A start-up company contracted a supplier for the provision of services and after lengthy negotiations agreed under the terms of the contract that each month a small part of the consideration will be paid and the remainder will be accumulated and paid only when the company has revenues. As there is a high risk that the entire project would be canceled, as in any startup, the contract stipulated that the deferred amount would accrue a high interest. The CFO signed the agreement, but when payment was demanded six years later he contended not to have noticed the interest rate and in any case it is not reasonable to charge such a high rate. Is there a justification for a retroactive rate reduction?

A fundamental principle in contract law is “pacta sunt servanda”, or “agreements must be kept" under the view that the parties took upon themselves various obligations with their own free will and after weighing the risks and possibilities involved. Courts do not see kindly arguments such as "I did not know" or "did not understand" made by someone who did not even read the agreement before signing, because usually signing a document indicates that one knew its contents and was aware of its meaning and therefore, can not renounce the agreement.
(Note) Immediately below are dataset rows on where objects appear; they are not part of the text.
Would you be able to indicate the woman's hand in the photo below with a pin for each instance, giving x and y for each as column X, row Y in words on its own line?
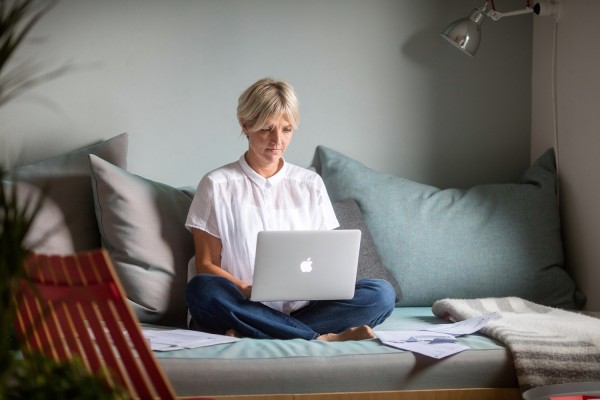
column 246, row 290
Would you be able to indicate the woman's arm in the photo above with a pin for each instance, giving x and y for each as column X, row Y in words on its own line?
column 208, row 259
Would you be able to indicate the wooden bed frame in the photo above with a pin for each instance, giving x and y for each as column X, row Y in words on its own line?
column 438, row 394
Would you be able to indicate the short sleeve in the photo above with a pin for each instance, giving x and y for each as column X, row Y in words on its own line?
column 329, row 218
column 202, row 214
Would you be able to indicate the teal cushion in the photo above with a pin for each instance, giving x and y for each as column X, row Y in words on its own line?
column 142, row 225
column 487, row 241
column 65, row 179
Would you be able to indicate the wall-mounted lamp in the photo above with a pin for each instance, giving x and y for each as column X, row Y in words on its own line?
column 465, row 33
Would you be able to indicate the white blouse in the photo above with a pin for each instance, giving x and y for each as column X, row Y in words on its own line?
column 234, row 203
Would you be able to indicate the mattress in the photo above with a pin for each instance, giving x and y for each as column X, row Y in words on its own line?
column 252, row 366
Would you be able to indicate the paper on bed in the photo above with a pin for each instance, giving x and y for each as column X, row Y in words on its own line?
column 436, row 341
column 177, row 339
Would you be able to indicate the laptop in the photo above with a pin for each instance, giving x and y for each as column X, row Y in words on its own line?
column 305, row 265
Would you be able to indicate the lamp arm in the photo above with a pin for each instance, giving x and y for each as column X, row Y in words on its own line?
column 496, row 15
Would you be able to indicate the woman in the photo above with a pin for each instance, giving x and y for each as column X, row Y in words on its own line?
column 261, row 191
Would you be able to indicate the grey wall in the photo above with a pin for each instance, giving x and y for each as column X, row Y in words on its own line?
column 578, row 131
column 374, row 77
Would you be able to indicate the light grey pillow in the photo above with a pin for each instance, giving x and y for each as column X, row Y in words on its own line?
column 369, row 262
column 492, row 240
column 66, row 181
column 142, row 226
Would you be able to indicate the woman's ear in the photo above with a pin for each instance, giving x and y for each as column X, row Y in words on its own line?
column 244, row 126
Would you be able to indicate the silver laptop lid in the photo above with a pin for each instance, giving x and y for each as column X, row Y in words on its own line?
column 305, row 265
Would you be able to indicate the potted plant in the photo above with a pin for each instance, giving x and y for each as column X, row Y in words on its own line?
column 35, row 376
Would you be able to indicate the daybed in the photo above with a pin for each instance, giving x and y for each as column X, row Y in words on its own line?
column 495, row 241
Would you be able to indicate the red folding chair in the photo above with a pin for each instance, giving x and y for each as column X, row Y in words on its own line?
column 74, row 306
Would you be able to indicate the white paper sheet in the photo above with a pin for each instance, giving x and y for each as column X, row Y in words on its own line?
column 436, row 341
column 177, row 339
column 414, row 336
column 465, row 327
column 434, row 350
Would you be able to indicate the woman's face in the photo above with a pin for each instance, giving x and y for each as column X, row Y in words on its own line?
column 267, row 144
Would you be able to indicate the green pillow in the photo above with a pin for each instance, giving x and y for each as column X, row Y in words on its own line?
column 142, row 225
column 492, row 240
column 65, row 179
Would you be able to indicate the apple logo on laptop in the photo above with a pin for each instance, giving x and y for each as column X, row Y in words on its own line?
column 306, row 265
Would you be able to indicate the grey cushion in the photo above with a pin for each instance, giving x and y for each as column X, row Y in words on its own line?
column 142, row 227
column 369, row 262
column 490, row 240
column 66, row 181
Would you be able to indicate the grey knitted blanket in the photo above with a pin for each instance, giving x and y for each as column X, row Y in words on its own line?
column 548, row 345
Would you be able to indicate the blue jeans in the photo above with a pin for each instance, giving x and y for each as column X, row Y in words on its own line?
column 217, row 305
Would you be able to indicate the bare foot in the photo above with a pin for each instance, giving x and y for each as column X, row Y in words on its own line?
column 359, row 333
column 232, row 333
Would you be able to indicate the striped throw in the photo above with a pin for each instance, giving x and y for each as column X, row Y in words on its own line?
column 548, row 345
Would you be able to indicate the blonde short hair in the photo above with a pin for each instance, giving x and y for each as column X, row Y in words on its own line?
column 265, row 99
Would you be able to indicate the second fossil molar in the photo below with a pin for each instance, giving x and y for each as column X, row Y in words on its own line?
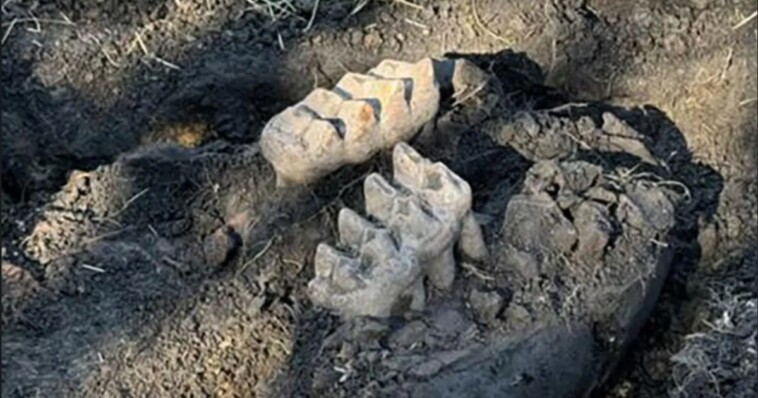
column 425, row 213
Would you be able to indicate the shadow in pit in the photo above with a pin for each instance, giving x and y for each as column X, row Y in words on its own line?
column 108, row 291
column 499, row 173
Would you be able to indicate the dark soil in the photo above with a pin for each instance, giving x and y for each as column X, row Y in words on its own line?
column 138, row 268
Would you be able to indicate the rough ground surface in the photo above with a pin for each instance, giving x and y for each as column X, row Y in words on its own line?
column 202, row 289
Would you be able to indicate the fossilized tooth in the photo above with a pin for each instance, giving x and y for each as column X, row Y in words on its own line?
column 422, row 88
column 432, row 239
column 367, row 112
column 379, row 281
column 301, row 146
column 446, row 193
column 389, row 101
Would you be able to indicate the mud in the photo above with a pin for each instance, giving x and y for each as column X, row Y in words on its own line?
column 157, row 270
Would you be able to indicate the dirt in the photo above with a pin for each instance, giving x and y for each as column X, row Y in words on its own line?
column 139, row 268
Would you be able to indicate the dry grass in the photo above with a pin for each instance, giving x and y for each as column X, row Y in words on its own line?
column 719, row 360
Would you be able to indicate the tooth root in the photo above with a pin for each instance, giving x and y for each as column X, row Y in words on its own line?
column 379, row 196
column 471, row 242
column 441, row 270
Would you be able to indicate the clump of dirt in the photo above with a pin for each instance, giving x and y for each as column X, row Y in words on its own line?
column 121, row 293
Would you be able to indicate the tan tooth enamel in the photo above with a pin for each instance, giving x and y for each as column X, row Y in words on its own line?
column 323, row 102
column 367, row 113
column 420, row 81
column 426, row 212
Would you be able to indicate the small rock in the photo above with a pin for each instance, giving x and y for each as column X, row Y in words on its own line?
column 486, row 305
column 517, row 314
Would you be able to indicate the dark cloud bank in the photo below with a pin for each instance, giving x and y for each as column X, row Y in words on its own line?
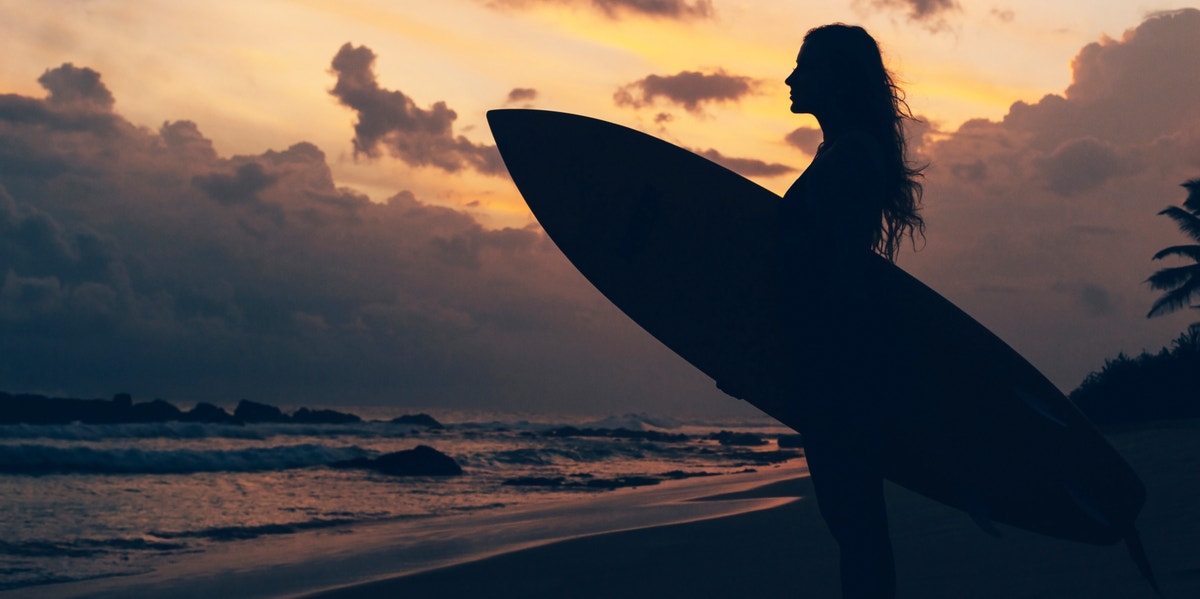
column 679, row 10
column 689, row 89
column 394, row 121
column 142, row 261
column 1042, row 225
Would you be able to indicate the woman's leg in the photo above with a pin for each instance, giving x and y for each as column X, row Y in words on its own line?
column 846, row 477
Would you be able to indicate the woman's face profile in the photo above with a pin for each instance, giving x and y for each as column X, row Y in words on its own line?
column 803, row 83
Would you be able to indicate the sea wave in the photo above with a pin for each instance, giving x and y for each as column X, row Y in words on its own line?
column 33, row 459
column 179, row 430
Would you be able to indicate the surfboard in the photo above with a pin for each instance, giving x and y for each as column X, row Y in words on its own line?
column 689, row 250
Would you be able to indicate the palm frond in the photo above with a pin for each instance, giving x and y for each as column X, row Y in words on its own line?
column 1176, row 276
column 1173, row 300
column 1193, row 199
column 1187, row 251
column 1187, row 221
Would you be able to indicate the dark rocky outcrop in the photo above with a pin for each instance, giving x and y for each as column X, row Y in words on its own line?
column 305, row 415
column 253, row 412
column 419, row 461
column 205, row 412
column 738, row 438
column 157, row 411
column 790, row 441
column 418, row 420
column 616, row 433
column 40, row 409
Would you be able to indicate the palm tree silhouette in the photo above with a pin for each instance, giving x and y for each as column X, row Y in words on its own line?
column 1180, row 283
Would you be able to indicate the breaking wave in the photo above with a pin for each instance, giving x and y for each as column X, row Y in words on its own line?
column 31, row 459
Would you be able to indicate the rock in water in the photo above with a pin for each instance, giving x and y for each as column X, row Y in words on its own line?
column 419, row 461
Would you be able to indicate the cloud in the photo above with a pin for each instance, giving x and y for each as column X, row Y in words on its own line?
column 523, row 96
column 393, row 120
column 679, row 10
column 1057, row 202
column 143, row 261
column 929, row 13
column 75, row 87
column 689, row 89
column 747, row 167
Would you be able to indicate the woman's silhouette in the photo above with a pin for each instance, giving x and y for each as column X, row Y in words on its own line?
column 859, row 195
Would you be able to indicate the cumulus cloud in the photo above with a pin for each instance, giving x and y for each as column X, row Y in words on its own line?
column 143, row 261
column 393, row 120
column 70, row 85
column 747, row 167
column 931, row 15
column 522, row 96
column 1057, row 202
column 689, row 89
column 681, row 10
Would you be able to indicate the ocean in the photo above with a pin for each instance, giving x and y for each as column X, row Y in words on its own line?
column 90, row 501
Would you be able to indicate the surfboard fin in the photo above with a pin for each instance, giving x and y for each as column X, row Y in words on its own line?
column 1039, row 406
column 1138, row 552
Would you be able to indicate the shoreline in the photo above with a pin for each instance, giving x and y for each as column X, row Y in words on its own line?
column 307, row 562
column 787, row 551
column 760, row 535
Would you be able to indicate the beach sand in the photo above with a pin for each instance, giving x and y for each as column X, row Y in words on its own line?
column 760, row 535
column 786, row 551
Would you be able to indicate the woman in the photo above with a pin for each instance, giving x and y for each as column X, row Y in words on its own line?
column 859, row 195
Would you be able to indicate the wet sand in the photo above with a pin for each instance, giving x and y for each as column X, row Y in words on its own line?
column 760, row 535
column 785, row 551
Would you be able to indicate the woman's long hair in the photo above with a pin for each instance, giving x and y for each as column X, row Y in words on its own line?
column 869, row 95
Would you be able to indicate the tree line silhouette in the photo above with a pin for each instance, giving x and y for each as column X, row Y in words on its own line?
column 1165, row 384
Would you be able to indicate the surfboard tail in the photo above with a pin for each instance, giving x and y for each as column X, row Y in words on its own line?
column 1138, row 552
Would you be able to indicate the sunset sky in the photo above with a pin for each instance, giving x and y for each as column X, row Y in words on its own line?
column 299, row 202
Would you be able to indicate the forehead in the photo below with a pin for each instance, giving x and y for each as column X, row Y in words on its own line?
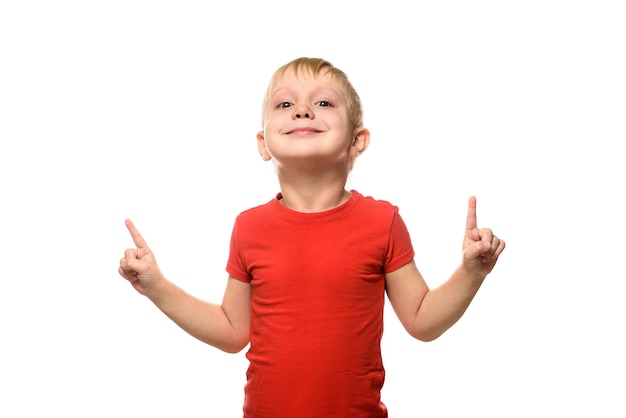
column 296, row 78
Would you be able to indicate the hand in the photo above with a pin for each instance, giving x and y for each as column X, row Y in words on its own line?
column 139, row 265
column 481, row 248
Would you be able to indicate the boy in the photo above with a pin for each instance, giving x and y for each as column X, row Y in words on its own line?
column 308, row 270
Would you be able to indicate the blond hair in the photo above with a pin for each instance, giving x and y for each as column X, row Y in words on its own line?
column 316, row 66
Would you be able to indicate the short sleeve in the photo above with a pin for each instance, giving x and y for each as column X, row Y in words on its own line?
column 400, row 249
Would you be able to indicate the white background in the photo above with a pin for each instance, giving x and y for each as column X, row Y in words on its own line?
column 148, row 110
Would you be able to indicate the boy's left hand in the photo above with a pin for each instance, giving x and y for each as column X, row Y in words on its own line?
column 481, row 248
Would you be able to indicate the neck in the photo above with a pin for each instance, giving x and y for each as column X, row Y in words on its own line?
column 311, row 198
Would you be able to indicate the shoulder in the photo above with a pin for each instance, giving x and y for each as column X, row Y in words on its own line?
column 378, row 205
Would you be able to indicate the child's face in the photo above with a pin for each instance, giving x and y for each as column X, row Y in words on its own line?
column 306, row 120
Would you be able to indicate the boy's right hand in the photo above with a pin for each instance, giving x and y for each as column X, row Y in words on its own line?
column 139, row 265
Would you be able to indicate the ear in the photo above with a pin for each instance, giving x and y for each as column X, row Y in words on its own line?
column 360, row 142
column 260, row 138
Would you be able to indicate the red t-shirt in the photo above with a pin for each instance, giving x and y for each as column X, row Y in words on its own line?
column 318, row 284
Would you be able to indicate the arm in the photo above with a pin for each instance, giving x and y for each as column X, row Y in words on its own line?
column 225, row 326
column 426, row 313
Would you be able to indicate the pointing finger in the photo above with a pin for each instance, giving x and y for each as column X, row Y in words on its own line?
column 134, row 233
column 471, row 223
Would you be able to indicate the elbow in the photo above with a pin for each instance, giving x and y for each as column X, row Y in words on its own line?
column 234, row 348
column 426, row 334
column 235, row 345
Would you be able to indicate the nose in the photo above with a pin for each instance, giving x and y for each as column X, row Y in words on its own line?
column 303, row 110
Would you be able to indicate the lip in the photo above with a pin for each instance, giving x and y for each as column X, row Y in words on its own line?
column 303, row 130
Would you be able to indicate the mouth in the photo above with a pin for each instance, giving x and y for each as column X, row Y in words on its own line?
column 302, row 131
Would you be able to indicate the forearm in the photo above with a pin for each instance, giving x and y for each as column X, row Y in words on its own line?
column 444, row 305
column 203, row 320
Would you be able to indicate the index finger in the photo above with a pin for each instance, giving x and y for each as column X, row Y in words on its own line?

However, in some cases Israeli law allows the Court to intervene even when there an agreement exists. For example, a Court may, in principle, reduce agreed compensation that was set by the parties in advance. Although the Court will not rush to intervene retroactively, especially in the case of a specific commercial arrangement designed by sophisticated and experienced parties and preceded by lengthy negotiations, it may do so as long as it is convinced that there is no reasonable relation, even a remote one, between the agreed compensation and the damage anticipated at the time of the conclusion of the contract. That is, it must be examined whether at the time of the conclusion of the contract the agreed compensation was reasonable under the circumstances.

For example, in a case decided by the Jerusalem Magistrate Court in January 2015, it was held that Israeli law recognizes the classification of arrears interest as agreed compensation. However, as in that case it was a lease agreement signed between business entities, it was held that there is no room to intervene in the clause according to which overdue payments will result in charge of arrears interest at the rate of excess interest charged at the time by Bank Hapoalim. When it comes to an extended period of time the Court may intervene and limit the period of eligibility if it unreasonably exceeds the expectations of the parties. For example, in a case decided in August, 2020, the Supervisor of Land Registration in Be'er Sheva determined that a management company is entitled to arrears interest of 1% per month of late payment, but due to the length of legal proceedings between the parties, the period will be limited to four years.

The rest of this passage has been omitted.